I recently finished reading "Dark Sweat, White Gold: California Farm Workers, Cotton, and the New Deal," by UCLA history professor Devra Weber, and I was reminded of the times I spent interviewing Spanish-speaking farmworkers and listening to their stories of struggles, dreams, fears and hopes.
Although the book focuses on migrant agricultural workers in the cotton industry from 1919-1939, some of its themes -- familial and social networks, unionization and living conditions -- remain a focus of conversation for many farmworkers today, and such topics will likely be shared May 18-19 when the United Farm Workers will hold its convention, marking its 50th anniversary, in Bakersfield.
The annual convention has been previously held in Fresno, but UFW President Arturo Rodriguez told me Friday that it made sense to move the convention here.
"First of all, doing it in Kern County means a lot to us," Rodriguez said. "This is where our roots are."
The merging of two organizations, the UFW formed in Delano in 1962, but today is headquartered in Keene in the Tehachapi Mountains where the late Cesar Chavez sometimes conducted personal and unpublicized fasts and meditations. The Keene location also served as the channel for Chavez to focus on his work.
"He worked there long hours, seven days a week," Rodriguez said.
About 1,500 farmworkers throughout California, Oregon, Washington, Arizona and Texas are expected to attend the convention, and Rodriguez said the local response has been welcoming.
He said it will be an opportunity to reflect on the labor organization's future goals and its past for farmworkers over the last half century, including the 2002 binding mediation law signed in California, the first in the country that reduces contract mediation (negotiation) to commence after six months; the Agricultural Labor Relations Act of 1975; new union contracts; the 1986 immigration reform or amnesty for farmworkers; and the heat illness regulation signed by former Gov. Arnold Schwarzenegger in 2005 that mandates shade, water, prevention training and emergency procedures.
On the UFW legislative agenda in the future are immigration reform for farmworkers; expansion of organizing rights; and overtime legislation at the state and federal level.
The convention also is likely to draw some celebrities closely associated with UFW or Chavez. However, it has also sparked significant involvement from local community leaders, including Kern County Superior Court Judge Robert Tafoya, attorney H.A. Sala, former state Assemblyman Ray Gonzales, Bakersfield City School District board member Lillian Tafoya, and Jack Brigham, executive director of the Bakersfield College foundation Center for Kern Political Education.

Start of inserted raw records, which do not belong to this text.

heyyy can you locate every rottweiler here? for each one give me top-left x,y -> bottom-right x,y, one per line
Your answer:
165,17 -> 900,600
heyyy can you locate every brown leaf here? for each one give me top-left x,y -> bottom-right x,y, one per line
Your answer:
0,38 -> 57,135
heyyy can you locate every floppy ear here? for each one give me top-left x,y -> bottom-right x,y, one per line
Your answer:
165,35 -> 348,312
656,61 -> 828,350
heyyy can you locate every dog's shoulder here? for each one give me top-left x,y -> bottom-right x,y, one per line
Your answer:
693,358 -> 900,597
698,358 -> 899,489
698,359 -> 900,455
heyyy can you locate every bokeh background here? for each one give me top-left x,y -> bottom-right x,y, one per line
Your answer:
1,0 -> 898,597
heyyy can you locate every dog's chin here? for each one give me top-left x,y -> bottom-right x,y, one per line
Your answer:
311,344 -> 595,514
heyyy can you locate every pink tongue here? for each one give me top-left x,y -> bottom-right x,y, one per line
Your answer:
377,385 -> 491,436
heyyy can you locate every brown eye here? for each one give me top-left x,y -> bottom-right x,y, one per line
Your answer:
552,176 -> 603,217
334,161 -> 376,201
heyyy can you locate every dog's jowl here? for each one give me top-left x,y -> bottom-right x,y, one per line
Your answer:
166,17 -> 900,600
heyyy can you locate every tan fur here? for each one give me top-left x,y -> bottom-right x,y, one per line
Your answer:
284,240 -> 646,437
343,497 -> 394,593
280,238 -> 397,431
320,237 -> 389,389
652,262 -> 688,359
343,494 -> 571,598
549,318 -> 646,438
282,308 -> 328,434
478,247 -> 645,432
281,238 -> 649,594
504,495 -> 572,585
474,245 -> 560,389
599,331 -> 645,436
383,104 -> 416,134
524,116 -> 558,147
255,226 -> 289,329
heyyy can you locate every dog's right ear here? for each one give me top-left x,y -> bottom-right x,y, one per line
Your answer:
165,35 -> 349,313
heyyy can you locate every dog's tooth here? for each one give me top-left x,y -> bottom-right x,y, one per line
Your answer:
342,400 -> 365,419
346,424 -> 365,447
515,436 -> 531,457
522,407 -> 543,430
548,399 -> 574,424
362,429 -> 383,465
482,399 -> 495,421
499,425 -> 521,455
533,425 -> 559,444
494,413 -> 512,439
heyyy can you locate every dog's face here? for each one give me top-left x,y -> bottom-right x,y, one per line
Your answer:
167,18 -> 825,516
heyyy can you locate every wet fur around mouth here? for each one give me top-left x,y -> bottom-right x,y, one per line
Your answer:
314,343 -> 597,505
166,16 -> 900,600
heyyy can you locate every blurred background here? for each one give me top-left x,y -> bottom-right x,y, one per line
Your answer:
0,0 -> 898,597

Judge Tafoya added that the anniversary is a perfect time to reflect on Chavez's contributions and spark a community dialogue about the contributions of farmworkers and UFW.
"What does Cesar Chavez and his legacy mean to us?" asked Tafoya, who met Chavez as a young college student and was later among the 30,000 people who attended his funeral in 1993. "What did Cesar teach us about race relations, compassion for the fellow man? What did he teach us about courage, the importance of literacy and humility? (Even after his death), his lessons are still continuing to reverberate."
With the June primary around the corner, one of the most closely watched local races, the 5th supervisorial district, is heating up with community forums. Jay Tamsi, president/CEO of the Kern County Hispanic Chamber of Commerce, said he is excited that KCHCC, Univision 39 and Cal State Bakersfield have partnered to host a forum next week, featuring 5th District Supervisor Karen Goh and challengers: Arvin Mayor Tim Tarver and Leticia Perez, a staffer for State Sen. Michael Rubio, D-Shafter and former Kern County public defender.
"This is a great opportunity for constituents living in the 5th District and the community to educate themselves on candidates vying for supervisor," Tamsi said.
The forum will start at 7 p.m. May 8 at the CSUB Student Union. Tamsi said the forum is a project of the KCHCC Government Relations Committee, and the hope is it will encourage voter turnout on June 5.
"Exercise your right to vote," Tamsi said. "Every vote makes a significant difference."
I couldn't agree more.
These are Olivia Garcia's opinions, not necessarily those of The Californian.